The number of species within Morus is often greatly overestimated because many cultivated forms which have subsequently been described as species have arisen through hybridization.
Ecology
M. macroura is found in evergreen rain forest or sometimes on fallow land, often on volcanic soils, at 400-2500 m altitude.

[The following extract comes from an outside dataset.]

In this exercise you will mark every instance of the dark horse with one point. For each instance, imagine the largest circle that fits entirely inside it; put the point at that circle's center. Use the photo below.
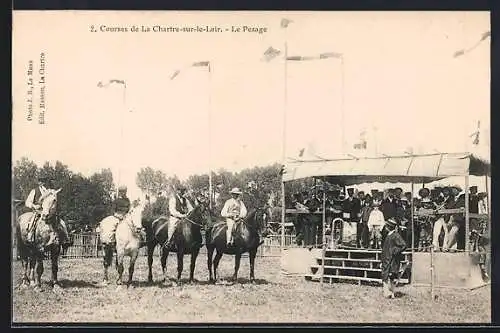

Silviculture Morus can be easily propagated by seed, by cuttings and by tissue culture. When fruits are soaked in water for a few days, seeds can be released by gently rubbing the pulpy mass followed by rinsing with water. In India M. alba is raised from seeds and seedlings are pricked out when 10-15 cm tall. All but a few terminal leaves are stripped ("striplings") before seedlings are planted during the cold season or at the beginning of the rainy season. Plantations are managed by coppicing, which stimulates vigorous growth. M. macroura is also propagated by cuttings. M. alba is considered shade-tolerant.
Genetic resources and breeding
M. macroura is rare and almost extinct in West Java. There are no recent records of its occurrence in Sumatra.
Prospects
In view of the apparently good quality of the timber of M. macroura and its expected rapid growth, silvicultural trials are desirable.
Literature
70, 73, 238, 261, 364, 399, 406, 436, 458, 595, 751, 861, 874, 974, 1038, 1104, 1169.